Not here... my DH comes from a family that all the boys had names starting with 'T'. Need I say more?


----------



## Jazz & Jules (Feb 25, 2007)

We had Jasmine when I discovered forums. I met Jules' breeder online on a forum and short story, turns out we are both named Martha and from the same small area in Iowa. One step farther, her grandmother, which was 104 and still living at the time, was my aunt! Small world huh?

Well she had a litter coming up and I as natural instinct would have it, wanted a puppy. Hubby was an immediate no so I only dreamed of puppy breath. Well my breeder was having a puppy party so this was a chance for me to fly back home to see family, meet my new friend, the breeder and meet some other girls from the forum.

OK, about the puppies! Of course they were darlings and over web cam I fell in love with the little orange ribbon boy. Him was always backwards, upside down or just off by himself. About a week old, the breeder started calling hom Orange Julius, hence the orange ribbon. I felt an anxiety come about me. Julius huh? 

Jasmine and Julius.

Julius and Jasmine.

Jazz & Jules.

Jules & Jazz.

OK, I suppose for now until his new owners claim him, he can be called Julius.

A few days later, hubby is asking about 'Orange Julius' Uhoh, he's referring to this pup with a name! Could it be? THEN I hear him asking Jazzy how she might feel about a baby brother!!! OMG!!! I think he's giving in!!!

End result, I sent this letter to my breeder....

Hi Julius, 
My name is MJ and I've sure had my eye on you for the past couple weeks! Such a handsome fella you are! You may have not had your eyes open first or even been the first to walk but you have always had your individuality! Your belly up poses, your turned around turns and the way you love snuggling with Mama Heather-Bear or simply being comfortable laying by yourself has simply captured my heart! 

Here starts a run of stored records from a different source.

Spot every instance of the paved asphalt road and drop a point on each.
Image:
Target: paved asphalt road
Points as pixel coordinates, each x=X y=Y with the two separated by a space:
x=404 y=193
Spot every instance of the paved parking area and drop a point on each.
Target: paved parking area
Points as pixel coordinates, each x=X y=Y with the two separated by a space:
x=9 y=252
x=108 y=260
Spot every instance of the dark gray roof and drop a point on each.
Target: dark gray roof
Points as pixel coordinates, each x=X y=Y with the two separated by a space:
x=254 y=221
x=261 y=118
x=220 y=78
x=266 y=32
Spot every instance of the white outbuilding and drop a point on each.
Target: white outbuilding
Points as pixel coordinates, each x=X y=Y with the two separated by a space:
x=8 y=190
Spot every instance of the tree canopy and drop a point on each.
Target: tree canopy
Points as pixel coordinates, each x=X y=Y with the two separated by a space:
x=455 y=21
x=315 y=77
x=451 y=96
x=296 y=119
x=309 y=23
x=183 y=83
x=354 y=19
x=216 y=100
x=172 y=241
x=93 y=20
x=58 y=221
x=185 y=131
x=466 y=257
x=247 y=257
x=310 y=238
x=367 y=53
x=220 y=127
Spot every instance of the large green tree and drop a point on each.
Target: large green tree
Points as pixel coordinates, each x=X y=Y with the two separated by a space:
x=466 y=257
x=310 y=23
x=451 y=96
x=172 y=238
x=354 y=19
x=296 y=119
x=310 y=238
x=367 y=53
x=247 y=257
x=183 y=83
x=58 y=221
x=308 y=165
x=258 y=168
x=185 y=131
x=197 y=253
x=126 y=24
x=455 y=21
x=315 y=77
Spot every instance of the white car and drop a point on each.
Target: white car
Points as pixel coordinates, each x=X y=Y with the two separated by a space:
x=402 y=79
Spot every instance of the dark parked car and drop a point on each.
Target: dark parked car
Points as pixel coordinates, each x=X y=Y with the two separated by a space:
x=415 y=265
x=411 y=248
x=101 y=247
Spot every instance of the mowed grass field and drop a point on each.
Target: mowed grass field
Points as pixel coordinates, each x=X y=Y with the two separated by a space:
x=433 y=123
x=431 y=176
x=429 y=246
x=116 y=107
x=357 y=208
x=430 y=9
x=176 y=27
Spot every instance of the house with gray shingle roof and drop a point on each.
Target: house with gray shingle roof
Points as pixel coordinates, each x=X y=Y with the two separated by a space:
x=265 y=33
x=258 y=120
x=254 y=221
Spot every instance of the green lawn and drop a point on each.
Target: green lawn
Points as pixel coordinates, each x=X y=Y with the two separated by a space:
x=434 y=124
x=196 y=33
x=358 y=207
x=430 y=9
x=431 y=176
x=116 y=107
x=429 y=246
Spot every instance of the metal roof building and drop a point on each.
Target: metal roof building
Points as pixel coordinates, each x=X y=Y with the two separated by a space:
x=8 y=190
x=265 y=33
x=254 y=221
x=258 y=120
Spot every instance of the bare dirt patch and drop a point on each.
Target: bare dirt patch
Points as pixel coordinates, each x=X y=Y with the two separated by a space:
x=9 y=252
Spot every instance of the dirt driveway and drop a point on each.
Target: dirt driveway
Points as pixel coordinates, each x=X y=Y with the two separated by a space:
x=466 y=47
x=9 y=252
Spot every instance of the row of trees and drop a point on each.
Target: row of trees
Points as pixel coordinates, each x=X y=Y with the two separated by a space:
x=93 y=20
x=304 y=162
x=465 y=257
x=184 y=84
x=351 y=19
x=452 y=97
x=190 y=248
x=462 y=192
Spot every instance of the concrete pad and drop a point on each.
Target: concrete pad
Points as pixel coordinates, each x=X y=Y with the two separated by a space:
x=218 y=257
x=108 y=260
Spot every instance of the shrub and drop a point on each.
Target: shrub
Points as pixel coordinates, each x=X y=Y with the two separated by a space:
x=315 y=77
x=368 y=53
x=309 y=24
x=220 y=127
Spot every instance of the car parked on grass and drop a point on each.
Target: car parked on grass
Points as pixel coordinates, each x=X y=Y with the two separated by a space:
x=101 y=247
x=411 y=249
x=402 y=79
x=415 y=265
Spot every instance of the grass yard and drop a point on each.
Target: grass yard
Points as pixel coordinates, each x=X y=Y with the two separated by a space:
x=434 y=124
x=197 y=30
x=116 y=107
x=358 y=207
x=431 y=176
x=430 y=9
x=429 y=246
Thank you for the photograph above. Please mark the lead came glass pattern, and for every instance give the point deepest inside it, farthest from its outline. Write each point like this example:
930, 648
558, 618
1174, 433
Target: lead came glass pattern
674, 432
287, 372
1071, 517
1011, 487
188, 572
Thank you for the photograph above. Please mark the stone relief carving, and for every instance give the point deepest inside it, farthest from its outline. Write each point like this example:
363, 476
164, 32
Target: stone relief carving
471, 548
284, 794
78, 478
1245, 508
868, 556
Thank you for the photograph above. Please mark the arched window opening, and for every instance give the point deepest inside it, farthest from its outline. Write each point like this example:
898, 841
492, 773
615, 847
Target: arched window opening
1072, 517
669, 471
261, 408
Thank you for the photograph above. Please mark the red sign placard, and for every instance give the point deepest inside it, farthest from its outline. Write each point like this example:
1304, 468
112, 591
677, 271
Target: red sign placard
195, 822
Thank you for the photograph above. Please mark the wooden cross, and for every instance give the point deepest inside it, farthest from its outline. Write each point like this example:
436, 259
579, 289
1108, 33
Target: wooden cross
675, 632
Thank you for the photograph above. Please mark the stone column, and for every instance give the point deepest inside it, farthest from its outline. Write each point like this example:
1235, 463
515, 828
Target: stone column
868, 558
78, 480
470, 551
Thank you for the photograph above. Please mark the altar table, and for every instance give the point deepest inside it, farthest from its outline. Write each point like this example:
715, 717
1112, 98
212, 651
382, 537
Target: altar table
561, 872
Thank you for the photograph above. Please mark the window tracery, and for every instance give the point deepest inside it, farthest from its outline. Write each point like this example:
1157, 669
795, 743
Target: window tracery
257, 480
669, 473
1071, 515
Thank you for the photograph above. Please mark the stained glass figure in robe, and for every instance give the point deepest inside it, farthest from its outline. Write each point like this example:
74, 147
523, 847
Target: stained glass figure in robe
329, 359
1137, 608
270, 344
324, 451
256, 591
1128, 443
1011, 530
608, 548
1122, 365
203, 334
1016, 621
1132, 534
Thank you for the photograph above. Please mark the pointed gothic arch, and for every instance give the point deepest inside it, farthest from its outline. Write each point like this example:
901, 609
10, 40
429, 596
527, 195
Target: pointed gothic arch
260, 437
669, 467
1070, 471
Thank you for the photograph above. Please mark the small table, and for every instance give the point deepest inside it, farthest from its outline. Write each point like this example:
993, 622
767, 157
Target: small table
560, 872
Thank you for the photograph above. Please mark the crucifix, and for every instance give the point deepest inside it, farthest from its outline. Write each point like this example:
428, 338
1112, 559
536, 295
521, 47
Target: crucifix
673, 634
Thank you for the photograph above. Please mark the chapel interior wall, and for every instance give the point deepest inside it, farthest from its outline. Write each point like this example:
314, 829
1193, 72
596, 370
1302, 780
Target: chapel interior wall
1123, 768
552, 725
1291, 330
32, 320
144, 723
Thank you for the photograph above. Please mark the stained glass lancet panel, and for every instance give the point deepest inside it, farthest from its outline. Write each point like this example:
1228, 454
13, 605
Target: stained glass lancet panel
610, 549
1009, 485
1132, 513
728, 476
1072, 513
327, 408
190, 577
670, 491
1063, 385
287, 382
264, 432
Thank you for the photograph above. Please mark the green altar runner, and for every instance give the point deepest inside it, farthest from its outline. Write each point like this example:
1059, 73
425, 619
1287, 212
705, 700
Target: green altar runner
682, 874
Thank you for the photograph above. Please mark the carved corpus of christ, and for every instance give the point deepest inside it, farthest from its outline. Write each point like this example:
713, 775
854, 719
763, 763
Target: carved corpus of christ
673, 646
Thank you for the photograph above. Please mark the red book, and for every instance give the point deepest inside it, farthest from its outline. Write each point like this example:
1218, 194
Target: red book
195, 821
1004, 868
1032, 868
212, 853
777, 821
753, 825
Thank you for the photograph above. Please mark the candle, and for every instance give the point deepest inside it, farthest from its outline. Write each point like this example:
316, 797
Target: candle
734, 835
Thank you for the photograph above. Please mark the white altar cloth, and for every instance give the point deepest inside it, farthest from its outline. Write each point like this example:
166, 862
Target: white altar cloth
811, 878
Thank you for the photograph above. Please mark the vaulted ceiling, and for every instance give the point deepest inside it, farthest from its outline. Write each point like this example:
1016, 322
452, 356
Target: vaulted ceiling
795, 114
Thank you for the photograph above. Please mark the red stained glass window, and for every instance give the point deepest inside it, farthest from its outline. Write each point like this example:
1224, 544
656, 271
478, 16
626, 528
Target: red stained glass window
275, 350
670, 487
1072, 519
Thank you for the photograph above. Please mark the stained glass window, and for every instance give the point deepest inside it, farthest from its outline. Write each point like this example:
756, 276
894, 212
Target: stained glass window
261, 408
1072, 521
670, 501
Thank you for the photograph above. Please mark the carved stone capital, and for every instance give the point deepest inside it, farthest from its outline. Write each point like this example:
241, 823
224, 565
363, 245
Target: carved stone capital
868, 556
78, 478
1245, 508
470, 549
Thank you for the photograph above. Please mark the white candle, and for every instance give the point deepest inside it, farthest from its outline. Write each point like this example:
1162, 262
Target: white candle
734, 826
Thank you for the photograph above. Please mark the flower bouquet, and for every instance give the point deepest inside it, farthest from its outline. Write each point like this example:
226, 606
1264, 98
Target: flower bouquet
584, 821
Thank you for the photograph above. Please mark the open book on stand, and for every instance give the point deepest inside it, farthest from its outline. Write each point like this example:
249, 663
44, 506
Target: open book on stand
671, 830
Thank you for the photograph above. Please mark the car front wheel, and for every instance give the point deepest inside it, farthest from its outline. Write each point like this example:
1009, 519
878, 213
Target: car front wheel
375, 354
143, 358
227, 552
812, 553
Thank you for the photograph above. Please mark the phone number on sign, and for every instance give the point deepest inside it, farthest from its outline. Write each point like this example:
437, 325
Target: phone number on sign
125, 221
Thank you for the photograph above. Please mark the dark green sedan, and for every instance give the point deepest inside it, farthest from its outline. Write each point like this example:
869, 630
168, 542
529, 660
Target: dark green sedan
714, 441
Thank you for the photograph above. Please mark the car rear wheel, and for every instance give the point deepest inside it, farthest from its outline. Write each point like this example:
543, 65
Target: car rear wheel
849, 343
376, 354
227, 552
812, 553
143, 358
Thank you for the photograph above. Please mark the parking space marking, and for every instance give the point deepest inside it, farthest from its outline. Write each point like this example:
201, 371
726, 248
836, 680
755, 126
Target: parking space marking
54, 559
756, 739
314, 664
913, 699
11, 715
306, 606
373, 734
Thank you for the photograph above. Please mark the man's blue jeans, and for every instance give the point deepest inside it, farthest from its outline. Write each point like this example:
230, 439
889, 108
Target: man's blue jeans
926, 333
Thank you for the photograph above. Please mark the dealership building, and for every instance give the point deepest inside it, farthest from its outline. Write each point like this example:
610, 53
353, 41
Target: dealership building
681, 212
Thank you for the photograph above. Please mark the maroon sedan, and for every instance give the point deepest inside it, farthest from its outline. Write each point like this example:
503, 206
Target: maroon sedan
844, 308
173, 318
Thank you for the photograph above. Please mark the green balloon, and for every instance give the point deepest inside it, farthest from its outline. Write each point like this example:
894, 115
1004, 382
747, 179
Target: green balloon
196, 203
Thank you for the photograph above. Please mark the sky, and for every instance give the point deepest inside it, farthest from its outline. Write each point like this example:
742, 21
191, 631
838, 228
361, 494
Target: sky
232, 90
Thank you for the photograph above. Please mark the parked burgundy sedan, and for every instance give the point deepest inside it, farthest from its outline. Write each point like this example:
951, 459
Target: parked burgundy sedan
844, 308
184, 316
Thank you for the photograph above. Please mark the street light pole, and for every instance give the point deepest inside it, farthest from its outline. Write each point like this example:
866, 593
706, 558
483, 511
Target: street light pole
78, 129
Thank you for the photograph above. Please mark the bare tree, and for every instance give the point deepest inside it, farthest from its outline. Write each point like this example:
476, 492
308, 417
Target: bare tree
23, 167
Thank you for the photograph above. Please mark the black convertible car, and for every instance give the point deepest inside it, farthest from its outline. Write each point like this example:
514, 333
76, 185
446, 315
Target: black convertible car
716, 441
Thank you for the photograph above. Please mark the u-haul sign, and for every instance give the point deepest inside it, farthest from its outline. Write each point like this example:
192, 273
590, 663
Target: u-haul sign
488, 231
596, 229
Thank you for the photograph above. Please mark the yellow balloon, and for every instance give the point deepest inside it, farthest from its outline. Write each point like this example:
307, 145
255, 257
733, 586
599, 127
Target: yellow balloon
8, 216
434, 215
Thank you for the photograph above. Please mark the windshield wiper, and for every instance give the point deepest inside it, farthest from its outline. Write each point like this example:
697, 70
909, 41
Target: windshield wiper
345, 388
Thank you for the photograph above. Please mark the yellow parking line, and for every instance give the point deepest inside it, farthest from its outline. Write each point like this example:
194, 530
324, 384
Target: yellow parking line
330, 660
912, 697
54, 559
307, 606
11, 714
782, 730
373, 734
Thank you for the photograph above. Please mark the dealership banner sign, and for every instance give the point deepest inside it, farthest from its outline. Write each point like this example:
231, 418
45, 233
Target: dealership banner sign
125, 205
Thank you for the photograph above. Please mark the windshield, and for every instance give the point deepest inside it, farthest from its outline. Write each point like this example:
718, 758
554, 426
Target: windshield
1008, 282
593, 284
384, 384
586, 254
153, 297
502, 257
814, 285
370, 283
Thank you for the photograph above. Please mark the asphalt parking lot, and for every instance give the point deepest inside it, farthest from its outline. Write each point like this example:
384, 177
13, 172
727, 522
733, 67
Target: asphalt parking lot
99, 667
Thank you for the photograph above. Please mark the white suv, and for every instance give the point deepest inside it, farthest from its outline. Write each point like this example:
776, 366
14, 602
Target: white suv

When I first asked Daddy-O what he thought about having a new puppy in the house, it was a firm NO! While weeks went by, the answer was the same. Come your day of birth, still, No echoed in my ears as I dreamed of one day being a new puppy mommy. 

Almost two weeks after your arrival, you acquired a name. You were no longer just Orange boy, but you were now Julius! And it was then that Daddy-O started asking, "So what will it take to get Jules? How do you think Jasmine will feel about a new baby brother? So show me Jules again? Ok, he says, yeah, maybe I have been thinking about it a bit." 

Much conversation took place over the next few day. Pros vs Cons came from both me and Daddy-O. "Do it now BEFORE we get new carpet?, Wait till Jasmine is another year older? Is three dogs REALLY too many? Kennel costs, vet costs? Are we really ready to take this on. 

Are we really ready. Probably the hardest to answer once we take the emotions of 'puppy fever' out of the equation. What's going to be best for you Julius? Can we raise a well adjusted puppy? Are we ready to sacrifice a shoe or two? Perhaps even a couch cushion might be the teether of choice. 

Finally a well thought out decision was made. It was very important to us to make sure you have the best opportunities to be the best pupper you can be. To put our own selfishness and greed to the side, while painful, would surely open the way for you to be delivered to a most loving and deserving home. 

So with that all being said: Julius, my little puppy, Daddy-O and I would like to invite you to come live in Washington in your new forever home along with Jasmine and Artica. We're surely not the neatest people, but look forward to adding your golden fur to our already treasured collection of pupster bunnies. I'm sure we'll both make mistakes along the way but through those mistakes, we'll remember always that we are together! (And I bet you have a bunch of cyber aunties and uncles who will be quick to help us through any turmoils) 

So you talk it over with Mama Heather-Bear and Papa Cooper and see what they think. Then ask Mama Martha and Papa Rick and see if they think it's okay too, kay? 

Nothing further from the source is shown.